I am trying to parse content of HTML table and write it to CSV.
I am trying StaX parser
The html contains escaped characters like &nbps'
and &
I am using org.apache.commons.lang3.StringEscapeUtils
to usescape the html line by line and write to a new file.
StAX still fails to parse the unescaped characters.
Please help me fix or handle this exception.
I test with below xml fragment -
<root><element>A B </element></root>
I call below code to unescape html -
StringEscapeUtils.unescapeHtml4(escapedHtml)
and write it to a file.
I then try to parse that file using Stax Parser -
public void unescapeHtmlFile(String filePath) throws IOException{
BufferedReader fileReader = null;
BufferedWriter fileWriter = null;
try{
fileReader = new BufferedReader(new FileReader(filePath));
fileWriter = new BufferedWriter(new FileWriter("./out/UnescapedHtml.html"));
String line = null;
String unescapedLine = null;
while((line=fileReader.readLine())!=null){
System.out.println("Before: " + line);
unescapedLine = StringEscapeUtils.unescapeHtml4(line);
System.out.println("After: " + unescapedLine);
fileWriter.newLine();
fileWriter.write(unescapedLine);
}
}finally{
fileReader.close();
fileWriter.close();
}
}
And the output is below-
Document started
<?xml version="null" encoding='UTF-8' standalone='no'?>
Element started
<root>
Element started
<element0>
Characters
0123456 7890 ABC DEF
Element ended
</element0>
Element started
<element1>
javax.xml.stream.XMLStreamException: ParseError at [row,col]:[1,66]
Message: Invalid byte 1 of 1-byte UTF-8 sequence.
at com.sun.org.apache.xerces.internal.impl.XMLStreamReaderImpl.next(XMLStreamReaderImpl.java:596)
at com.sun.xml.internal.stream.XMLEventReaderImpl.nextEvent(XMLEventReaderImpl.java:83)
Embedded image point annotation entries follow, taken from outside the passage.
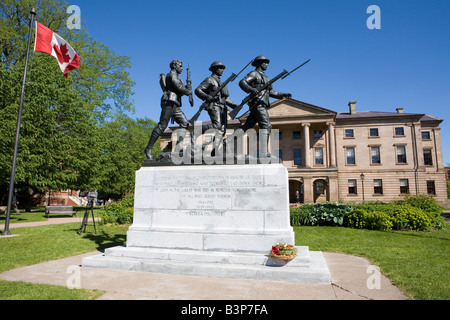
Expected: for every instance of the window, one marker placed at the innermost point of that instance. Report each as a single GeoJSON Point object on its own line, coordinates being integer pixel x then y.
{"type": "Point", "coordinates": [399, 131]}
{"type": "Point", "coordinates": [297, 157]}
{"type": "Point", "coordinates": [427, 157]}
{"type": "Point", "coordinates": [320, 187]}
{"type": "Point", "coordinates": [350, 153]}
{"type": "Point", "coordinates": [318, 134]}
{"type": "Point", "coordinates": [378, 186]}
{"type": "Point", "coordinates": [280, 154]}
{"type": "Point", "coordinates": [352, 187]}
{"type": "Point", "coordinates": [319, 155]}
{"type": "Point", "coordinates": [349, 133]}
{"type": "Point", "coordinates": [431, 190]}
{"type": "Point", "coordinates": [426, 135]}
{"type": "Point", "coordinates": [401, 154]}
{"type": "Point", "coordinates": [404, 186]}
{"type": "Point", "coordinates": [373, 132]}
{"type": "Point", "coordinates": [280, 135]}
{"type": "Point", "coordinates": [375, 153]}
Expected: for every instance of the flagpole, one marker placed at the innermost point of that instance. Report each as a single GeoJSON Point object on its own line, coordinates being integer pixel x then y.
{"type": "Point", "coordinates": [6, 231]}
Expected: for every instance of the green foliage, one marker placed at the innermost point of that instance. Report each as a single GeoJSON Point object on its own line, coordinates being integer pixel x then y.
{"type": "Point", "coordinates": [299, 217]}
{"type": "Point", "coordinates": [448, 189]}
{"type": "Point", "coordinates": [378, 220]}
{"type": "Point", "coordinates": [418, 213]}
{"type": "Point", "coordinates": [120, 212]}
{"type": "Point", "coordinates": [321, 214]}
{"type": "Point", "coordinates": [407, 217]}
{"type": "Point", "coordinates": [76, 132]}
{"type": "Point", "coordinates": [357, 219]}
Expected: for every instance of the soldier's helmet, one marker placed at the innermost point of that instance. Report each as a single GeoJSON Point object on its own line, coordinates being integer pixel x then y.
{"type": "Point", "coordinates": [259, 59]}
{"type": "Point", "coordinates": [216, 64]}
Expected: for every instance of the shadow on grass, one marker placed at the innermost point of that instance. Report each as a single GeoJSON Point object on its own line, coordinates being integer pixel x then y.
{"type": "Point", "coordinates": [103, 239]}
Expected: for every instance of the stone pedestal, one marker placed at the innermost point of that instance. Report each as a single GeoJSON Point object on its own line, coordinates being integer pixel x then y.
{"type": "Point", "coordinates": [216, 220]}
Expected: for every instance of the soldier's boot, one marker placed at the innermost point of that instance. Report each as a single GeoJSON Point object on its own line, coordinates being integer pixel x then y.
{"type": "Point", "coordinates": [180, 139]}
{"type": "Point", "coordinates": [228, 141]}
{"type": "Point", "coordinates": [218, 138]}
{"type": "Point", "coordinates": [148, 150]}
{"type": "Point", "coordinates": [264, 135]}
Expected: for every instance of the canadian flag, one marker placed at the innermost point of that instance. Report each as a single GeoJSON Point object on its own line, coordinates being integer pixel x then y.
{"type": "Point", "coordinates": [49, 42]}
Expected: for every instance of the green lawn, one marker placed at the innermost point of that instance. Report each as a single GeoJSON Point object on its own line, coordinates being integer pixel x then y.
{"type": "Point", "coordinates": [417, 262]}
{"type": "Point", "coordinates": [38, 214]}
{"type": "Point", "coordinates": [38, 244]}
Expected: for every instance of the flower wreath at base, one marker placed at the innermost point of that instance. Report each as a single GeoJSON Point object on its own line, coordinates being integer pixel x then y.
{"type": "Point", "coordinates": [283, 251]}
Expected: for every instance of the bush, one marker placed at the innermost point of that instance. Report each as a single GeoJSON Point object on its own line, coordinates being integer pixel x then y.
{"type": "Point", "coordinates": [407, 217]}
{"type": "Point", "coordinates": [378, 220]}
{"type": "Point", "coordinates": [299, 217]}
{"type": "Point", "coordinates": [120, 212]}
{"type": "Point", "coordinates": [356, 219]}
{"type": "Point", "coordinates": [428, 205]}
{"type": "Point", "coordinates": [328, 214]}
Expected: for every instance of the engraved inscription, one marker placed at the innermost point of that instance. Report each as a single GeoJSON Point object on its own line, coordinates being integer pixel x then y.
{"type": "Point", "coordinates": [206, 194]}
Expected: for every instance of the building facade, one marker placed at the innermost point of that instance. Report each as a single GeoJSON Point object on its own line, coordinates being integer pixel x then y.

at parser.StreamParserTest.main(StreamParserTest.java:30)
javax.xml.stream.XMLStreamException: ParseError at [row,col]:[1,66]
Message: XML document structures must start and end within the same entity.
at com.sun.org.apache.xerces.internal.impl.XMLStreamReaderImpl.next(XMLStreamReaderImpl.java:598)
at com.sun.xml.internal.stream.XMLEventReaderImpl.nextEvent(XMLEventReaderImpl.java:83)
at parser.StreamParserTest.main(StreamParserTest.java:30)
It fails to parse the unescaped value of
Please help.
The classes FileReader and FileWriter are old utility classes, that unfortunately use the current platform encoding. On Windows almost certainly not UTF-8. And XML in general is in UTF-8 (which indeed can represent all characters.
fileReader = new BufferedReader(new FileReader(filePath));
fileWriter = new BufferedWriter(new FileWriter("./out/UnescapedHtml.html"));
should be
fileReader = new BufferedReader(new InputStreamReader(
new FileInputStream(filePath), StandardCharsets.UTF_8));
fileWriter = new BufferedWriter(new OutputStreamWriter(
new FileOutputStream("./out/UnescapedHtml.html"),
StandardCharsets.UTF_8));
To be entirely honest, one should read <?xml ...?>
and look whether it has an encoding
attribute for the charset, default is UTF-8. That could be done with StandardCharsets.ISO_8859_1
, as UTF-8 stumbles over wrong multi-byte sequences.
Using StandardCharsets instead of Strings "UTF-8" does away with
The StandardCharsets are guaranteed to be supported.